I have to add my two cents. I've been playing Myst since I was 8 - and I'll be 22 in a week - so I've been playing Myst for a long, long, time. And I loved Revelation. LOVED. Now, that isn't to say there weren't parts of Revelation that I hated but I'll get to that.

The story of the two brothers not being dead and gone was really intriguing to me. In Myst, I always felt bad that they "died" which essentially they did, because Atrus burned the 'only Linking Books'. Since at the time we didn't know the difference. While the brothers were clearly evil and not so much on the up and up - I was a nice kid and thought they deserved a second chance anyway.

So when I read the promo for Revelation (There is something I must tell you about my sons...) I completely flipped. I was very excited. It had been far too long since Exile and I needed more crack Myst. I loaded it into my mother's desktop, and started to play.

The "move the slider to select a different signal" puzzle made me want to kill Atrus myself. But I got through that with a modicum of dignity and respect and moved on. The "oh please fix my power, my friend" puzzle was very Myst like and I breezed through that.

Spire was a pain in the rear. I do not get science. I don't. Spider Chair? I want to blow it up. But I did it, I succeeded and I made the executive decision that Sirrus was still an evil Jerk. Clearly. I went to Haven directly after, and found out that Achenar = not so much an evil Jerk.

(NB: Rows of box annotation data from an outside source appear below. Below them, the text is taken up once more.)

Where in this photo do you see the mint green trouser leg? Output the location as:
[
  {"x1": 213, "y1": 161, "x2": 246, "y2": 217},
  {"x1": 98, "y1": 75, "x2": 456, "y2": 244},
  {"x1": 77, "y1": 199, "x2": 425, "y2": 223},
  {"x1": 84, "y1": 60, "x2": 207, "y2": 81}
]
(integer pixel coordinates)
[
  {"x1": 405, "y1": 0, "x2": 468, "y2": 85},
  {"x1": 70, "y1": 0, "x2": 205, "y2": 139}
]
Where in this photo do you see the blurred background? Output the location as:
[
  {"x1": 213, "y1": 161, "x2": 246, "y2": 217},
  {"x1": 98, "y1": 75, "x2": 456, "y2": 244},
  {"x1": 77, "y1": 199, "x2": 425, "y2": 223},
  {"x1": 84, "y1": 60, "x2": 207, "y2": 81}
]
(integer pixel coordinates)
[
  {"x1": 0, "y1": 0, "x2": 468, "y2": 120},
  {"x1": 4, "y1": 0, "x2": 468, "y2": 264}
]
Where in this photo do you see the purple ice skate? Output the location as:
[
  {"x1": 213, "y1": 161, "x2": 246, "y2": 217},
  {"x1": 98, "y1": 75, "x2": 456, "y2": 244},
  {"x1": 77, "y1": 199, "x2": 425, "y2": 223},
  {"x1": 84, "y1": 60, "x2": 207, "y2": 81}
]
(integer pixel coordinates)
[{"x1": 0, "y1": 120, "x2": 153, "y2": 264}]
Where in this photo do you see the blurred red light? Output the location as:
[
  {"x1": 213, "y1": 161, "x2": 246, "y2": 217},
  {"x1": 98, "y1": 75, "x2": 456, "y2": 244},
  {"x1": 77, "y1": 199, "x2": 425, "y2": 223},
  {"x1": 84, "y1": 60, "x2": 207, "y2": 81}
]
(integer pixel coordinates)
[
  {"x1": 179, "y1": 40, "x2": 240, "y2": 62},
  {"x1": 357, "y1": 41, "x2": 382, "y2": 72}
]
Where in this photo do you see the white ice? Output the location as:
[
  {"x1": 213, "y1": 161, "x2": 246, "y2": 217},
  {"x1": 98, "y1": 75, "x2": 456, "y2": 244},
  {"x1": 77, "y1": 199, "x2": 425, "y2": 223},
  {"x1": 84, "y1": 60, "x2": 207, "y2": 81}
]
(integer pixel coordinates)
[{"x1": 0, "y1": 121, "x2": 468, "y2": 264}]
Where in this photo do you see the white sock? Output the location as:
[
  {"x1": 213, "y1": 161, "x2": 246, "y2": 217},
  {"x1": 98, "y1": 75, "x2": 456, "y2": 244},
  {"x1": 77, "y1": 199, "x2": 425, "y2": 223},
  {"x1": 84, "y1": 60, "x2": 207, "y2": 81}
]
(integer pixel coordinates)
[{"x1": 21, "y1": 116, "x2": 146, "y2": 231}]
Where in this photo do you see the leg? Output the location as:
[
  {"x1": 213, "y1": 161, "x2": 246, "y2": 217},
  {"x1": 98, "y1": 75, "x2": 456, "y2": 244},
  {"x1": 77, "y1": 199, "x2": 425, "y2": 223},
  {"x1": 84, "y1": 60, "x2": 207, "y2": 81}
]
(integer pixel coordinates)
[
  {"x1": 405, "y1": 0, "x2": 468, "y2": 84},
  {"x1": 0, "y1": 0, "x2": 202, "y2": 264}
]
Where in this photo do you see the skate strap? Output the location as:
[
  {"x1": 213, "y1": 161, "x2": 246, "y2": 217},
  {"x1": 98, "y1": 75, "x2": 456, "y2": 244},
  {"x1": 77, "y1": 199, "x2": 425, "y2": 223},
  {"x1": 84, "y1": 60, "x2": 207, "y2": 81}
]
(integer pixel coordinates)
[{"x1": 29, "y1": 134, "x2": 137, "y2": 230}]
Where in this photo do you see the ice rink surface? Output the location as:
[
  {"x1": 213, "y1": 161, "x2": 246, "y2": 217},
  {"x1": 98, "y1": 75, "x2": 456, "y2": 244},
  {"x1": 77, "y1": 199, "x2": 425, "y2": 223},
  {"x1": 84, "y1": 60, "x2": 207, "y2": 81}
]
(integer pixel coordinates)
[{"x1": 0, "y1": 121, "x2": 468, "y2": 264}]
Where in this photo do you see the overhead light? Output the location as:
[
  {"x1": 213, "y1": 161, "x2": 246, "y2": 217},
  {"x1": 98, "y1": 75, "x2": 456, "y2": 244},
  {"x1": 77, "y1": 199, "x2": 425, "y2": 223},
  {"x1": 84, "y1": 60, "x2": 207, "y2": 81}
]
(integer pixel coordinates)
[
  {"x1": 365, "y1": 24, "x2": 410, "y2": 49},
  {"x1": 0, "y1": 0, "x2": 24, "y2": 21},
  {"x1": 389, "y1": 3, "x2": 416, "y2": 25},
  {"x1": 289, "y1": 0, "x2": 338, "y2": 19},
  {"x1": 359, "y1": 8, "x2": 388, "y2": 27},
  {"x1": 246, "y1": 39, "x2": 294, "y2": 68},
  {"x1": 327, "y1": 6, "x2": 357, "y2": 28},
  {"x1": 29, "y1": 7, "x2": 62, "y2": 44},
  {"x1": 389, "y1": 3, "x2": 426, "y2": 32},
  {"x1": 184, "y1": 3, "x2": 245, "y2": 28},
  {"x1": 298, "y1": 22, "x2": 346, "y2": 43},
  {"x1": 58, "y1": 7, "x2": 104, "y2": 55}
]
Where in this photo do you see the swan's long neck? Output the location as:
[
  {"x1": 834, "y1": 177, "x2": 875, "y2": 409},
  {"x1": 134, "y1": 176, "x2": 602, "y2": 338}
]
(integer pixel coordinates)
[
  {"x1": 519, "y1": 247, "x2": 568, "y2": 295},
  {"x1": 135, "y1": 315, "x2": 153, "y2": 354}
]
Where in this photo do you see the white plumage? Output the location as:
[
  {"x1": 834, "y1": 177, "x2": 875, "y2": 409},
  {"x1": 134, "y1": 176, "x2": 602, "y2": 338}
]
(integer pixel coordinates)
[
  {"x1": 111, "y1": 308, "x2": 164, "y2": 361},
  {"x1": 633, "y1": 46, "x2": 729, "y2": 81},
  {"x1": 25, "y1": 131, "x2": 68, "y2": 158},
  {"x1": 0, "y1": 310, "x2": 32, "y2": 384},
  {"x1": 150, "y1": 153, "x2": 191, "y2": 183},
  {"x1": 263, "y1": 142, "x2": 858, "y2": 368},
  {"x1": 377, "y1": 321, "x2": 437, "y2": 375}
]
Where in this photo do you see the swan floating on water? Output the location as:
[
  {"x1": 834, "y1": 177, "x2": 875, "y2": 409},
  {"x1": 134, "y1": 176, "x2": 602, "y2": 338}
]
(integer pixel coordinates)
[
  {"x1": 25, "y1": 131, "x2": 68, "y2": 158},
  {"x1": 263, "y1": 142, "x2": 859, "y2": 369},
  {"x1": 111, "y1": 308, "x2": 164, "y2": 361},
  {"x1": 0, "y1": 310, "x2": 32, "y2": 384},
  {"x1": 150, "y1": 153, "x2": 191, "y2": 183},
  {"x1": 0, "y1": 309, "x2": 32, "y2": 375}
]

Serenia was just lame. The Age itself was uninteresting and the acting was horrific. "This is SO not good" ringing any bells? And finding that idiotic stupid journal where the two stupid rivers crossed was a lesson in futility. Dream was drug induced, (Peter Gabriel? Seriously?) and the idea was a little over done.

The life and death choosing at the end, however, was very Myst like. It was very heart breaking for me, and I know that I cried - especially because Atrus is a tool.

Revelation is not without its problems, but if Revelation was mediocre, the games just went from that to worse. Myst V End of Ages was terribly unimpressive to me. The graphics were worse, and "Duk'ni needed me" was just...ugh. URU was interesting to start but I just didn't care, I had no emotional attachment to Yeesha. I did what I did in the first four games because I cared for Atrus. No Atrus, no emotional attachment.

So yes, I liked Revelation. Riven is still my favorite, with Myst and Exile as a tie for second.